Agricultural innovation in developing countries can be hampered and discouraged by envy, according to research published today by academics at the University of East Anglia (UEA).
Researchers found that envy reduced adoption of innovations such as fertilizers and improved seeds, and modernisation can be discouraged out of fear of a negative reaction from others, sometimes manifesting itself in the form of the 'evil eye' - the belief that a look can cause injury or bad luck for the person at whom it is directed - and similar attitudes.
The study focused on four rural villages in Ethiopia, the aim being to understand the impact of envy or related motivations on economic development, in particular investment in agricultural innovations. The findings have implications for rural development, with envy being a "formidable obstacle" to it and having a destructive impact.
The paper, entitled Envy and Agricultural Innovation: An Experimental Case Study from Ethiopia, is published by the Centre for Behavioural and Experimental Social Science (CBESS) at UEA. It is believed to be the first study that attempts to capture the negative effect of envy in a real-life setting such as agriculture and in a developing country context.
To identify the level of envious behaviour and destructive aspect of envy, Dr Bereket Kebede and Prof Daniel Zizzo conducted money burning experiments with 240 people in the villages. The games allowed participants to 'burn', or decrease, the money of others at their own cost. They then examined the impact of this on agricultural innovation by combining the experimental data with results from household surveys.
"We found that the greater the level of money burning behaviour by others, the measure of social envy, the more people didn't engage in agricultural innovation," explained Prof Zizzo, professor of economics and head of the School of Economics. "People fear the evil eye and this had a real effect in discouraging innovation in this context."
Envy can be constructive if people positively respond by emulating those who are more successful than themselves; but it can also be a destructive force if people destroy others' resources because of envious motivations.

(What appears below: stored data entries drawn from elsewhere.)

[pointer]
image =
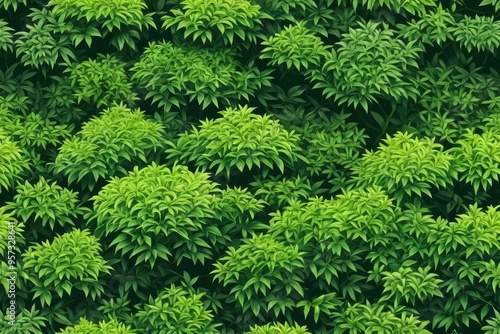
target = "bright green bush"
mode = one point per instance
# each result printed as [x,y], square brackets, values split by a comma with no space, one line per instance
[70,261]
[278,328]
[105,143]
[175,311]
[6,37]
[12,162]
[406,166]
[216,21]
[159,213]
[295,46]
[87,327]
[175,75]
[369,63]
[45,205]
[100,81]
[238,140]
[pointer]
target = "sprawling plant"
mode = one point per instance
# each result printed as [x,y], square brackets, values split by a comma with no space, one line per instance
[122,19]
[175,75]
[175,310]
[100,81]
[70,261]
[479,33]
[478,159]
[216,21]
[406,166]
[368,63]
[278,328]
[295,46]
[106,143]
[12,161]
[44,205]
[39,46]
[159,213]
[87,327]
[414,7]
[434,28]
[264,275]
[238,140]
[6,37]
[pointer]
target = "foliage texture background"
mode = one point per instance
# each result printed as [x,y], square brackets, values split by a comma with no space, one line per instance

"People willing to burn others' money are probably more aggressive and competitive and therefore expected to be more innovative," explained Prof Zizzo. "The money burning behaviour of others, social money burning, is also expected to affect individual innovation behaviour, but in a negative way. A farmer in a community with high social money burning will be discouraged to invest as some of the returns from investment will be destroyed by others."

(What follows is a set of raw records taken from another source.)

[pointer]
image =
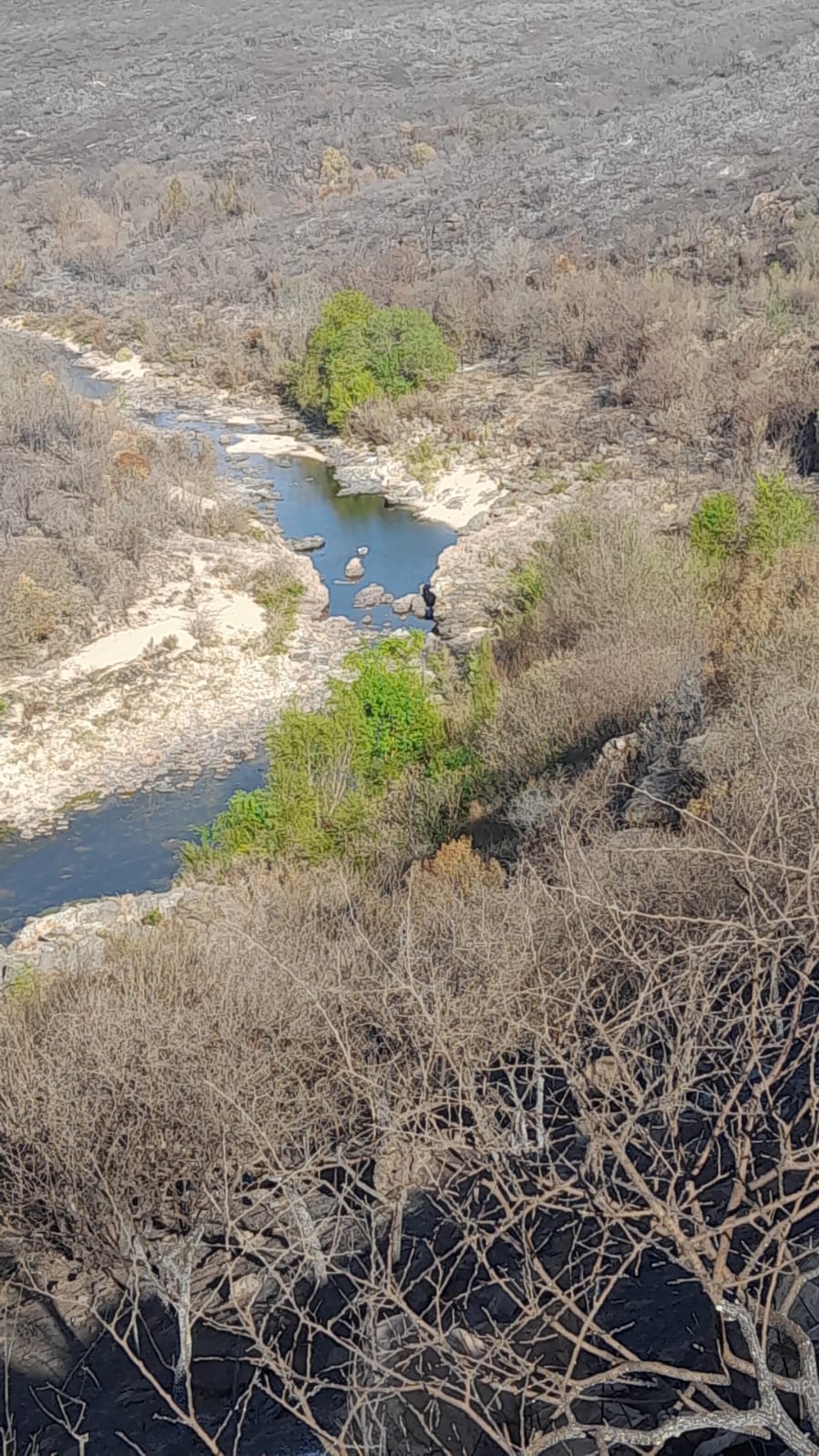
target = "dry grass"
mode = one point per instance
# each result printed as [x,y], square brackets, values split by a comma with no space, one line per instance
[619,625]
[85,501]
[709,335]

Dr Kebede, a development economist and senior lecturer at the School of International Development, said that while changing social preferences and attitudes may be difficult, there may be institutional changes than can be made to help channel such behaviour in a productive rather than a destructive way.
"The impact of negative feelings such as envy may be minimised if innovations are adopted at an early stage by a significantly large number of people in the community," he said.

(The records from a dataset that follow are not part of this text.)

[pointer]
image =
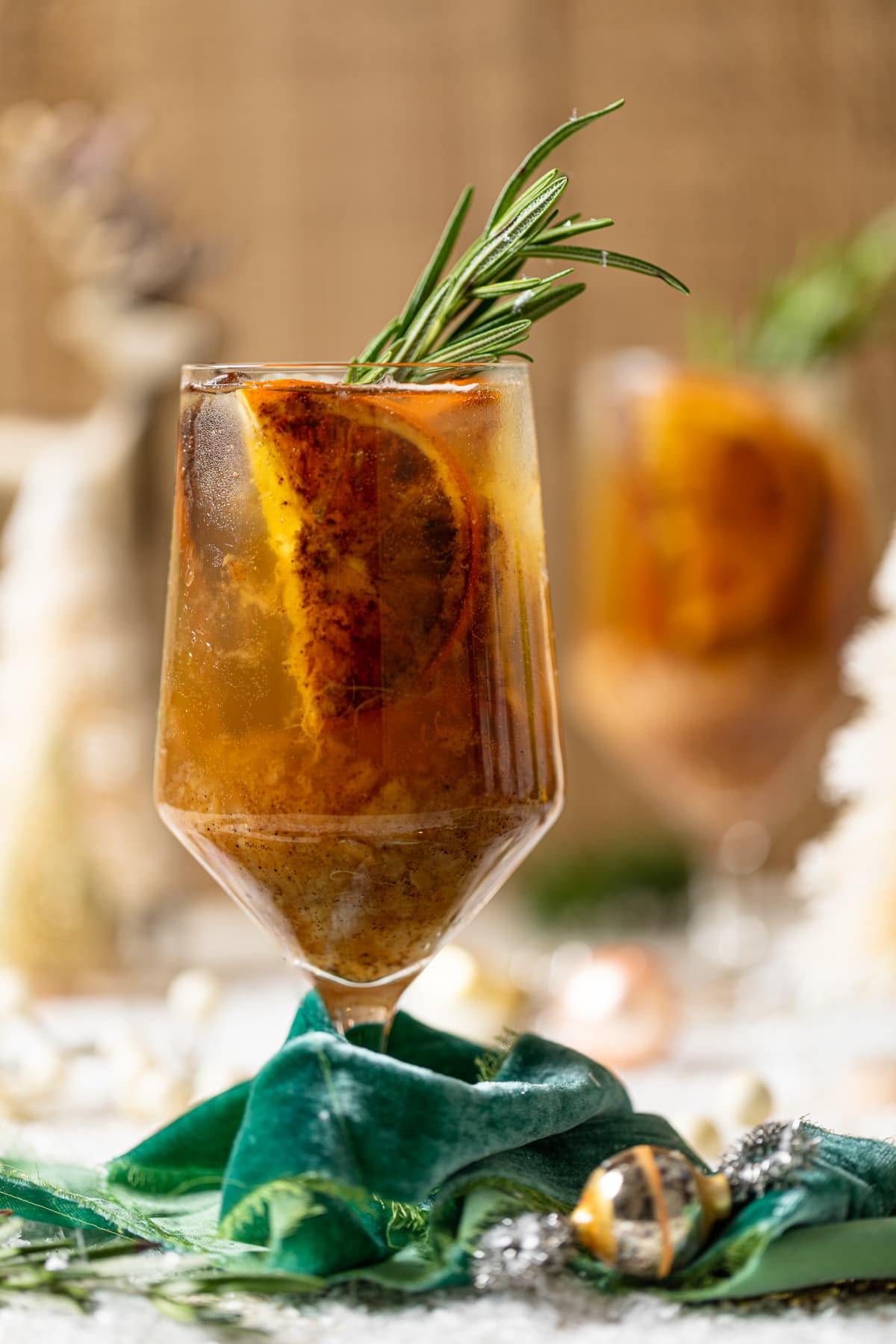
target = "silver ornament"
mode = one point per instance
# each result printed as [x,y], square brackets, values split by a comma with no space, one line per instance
[520,1251]
[768,1156]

"The usual model of a small number of adopters and innovators followed by the majority later may not be effective. A big push of innovation may be required to break the cycle created by negative social preferences. If you engage a very small number of farmers in the community they will experience huge pressure from other people in the community. If you introduce it on larger scale it will diffuse the tensions."
The researchers found that envy or related motivations, such as competitiveness and social conformism, were widespread in the villages, with envy considered by most as an automatic consequence of success and achievement. Sociological reports produced for the study included anecdotal evidence of the destructive nature of these social attitudes on innovation, even among close family members. In one of the study villages, a man was reported to have set fire to his brother's farm when his brother started cultivating a more profitable cereal.
It was also found that overall, individuals with the highest subjective well being seem to innovate more.
Dr Kebede and Prof Zizzo suggest the underlying motivation for envious behaviour is likely to be retaliation and/or reciprocity, either directly or as a way of making the expression of envy legitimate. People may burn other people's money because they expect other people to be burning theirs, or because they have a fear of envy.
Dr Kebede said there were implications for non-agricultural innovations that farmers may also be involved in. In the long-term, since dependence on agriculture is expected to decline with growth, non-agricultural innovations are expected to become more important.
"Some of the anecdotal evidence indicates that envy becomes even stronger in relation to activities that are very different from their main farming activities, particularly if they are very novel," explained Dr Kebede. "If true, this has a significant implication for future rural development. The development of non-agricultural sectors is crucial in the structural transformation of economies and the negative consequence of envy can become a formidable obstacle against rural development."
The research was supported by funding from the Economic and Social Research Council (ESRC).